Iraq is seeking an upfront payment of about $2bn in exchange for a long-term crude-supply contract, the latest sign of Baghdad’s growing desperation for cash as its economy unravels.
The Middle Eastern country is grappling with a crisis brought to a head by low oil prices and Opec+ output cuts. As state coffers dwindle and school teachers go unpaid, the country risks a repeat of upheaval last year.
In a letter to oil companies seen by Bloomberg News, the Iraqi government sought to mitigate its dire financial position by proposing a five-year supply contract delivering 4mn barrels a month, or about 130,000 barrels a day. The buyer would pay upfront for one year of supply, which at current prices would bring in just above $2bn, according to Bloomberg calculations.
The letter from SOMO, the Iraqi state-owned agency in charge of petroleum exports, was first reported by the Iraq Oil Report.
“SOMO, on behalf of the Ministry of Oil, has the interest to propose a long-term crude-supply deal in exchange for prepayment for a fraction of the total allocated quantity,” according to the letter, which was marked strictly confidential.
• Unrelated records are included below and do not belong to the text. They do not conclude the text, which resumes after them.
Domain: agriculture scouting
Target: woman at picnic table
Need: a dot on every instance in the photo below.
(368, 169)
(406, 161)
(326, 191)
It asked potential buyers to respond by November 27, which may be too soon for some companies to get internal approvals.
Cash-strapped oil producers have often relied on pre-payments deals to raise money, but Baghdad hasn’t done so until now. The semi-autonomous Kurdistan Regional Government in northern Iraq has used similar contracts in the past, as have Chad and the Republic of Congo.
In a pre-payment deal, the oil buyer effectively becomes a lender to the country. The barrels are a security for the loan, much as borrowers use their homes as collateral for a mortgage. For Iraq’s federal government, the loan could help Prime Minister Mustafa Al-Kadhimi, who came to power in May and has warned that the government will struggle to pay civil servants without raising more debt.
“They need the money,” said Ahmed Mehdi, an expert on the Iraqi petroleum industry at the Oxford Institute for Energy Studies. “On a monthly basis, the government is short around $3.5bn to pay for salaries, imports, pensions and debts.”
Iraq’s monthly revenue has shrivelled to roughly $4bn this year, barely half what it was in 2019.
All Opec+ countries have suffered economic hardship, but Iraq’s position is among the weakest. Although crude prices have recovered from the worst of this year’s slump, they are still down 30% this year at around $46.50 a barrel.
Members of Opec+ – an alliance of the Organization of Petroleum Exporting Countries and others such as Russia – also have less oil to sell because of deep production cuts the group agreed to in April during the height of the coronavirus pandemic. Iraq, along with other nations such as Nigeria, has pumped above its quota on several occasions since then.
Iraq’s gross domestic product will contract 12% this year, more than that of any other Opec member under a production quota, according to International Monetary Fund forecasts. The country pumped 3.87mn barrels a day last month, according to data compiled by Bloomberg.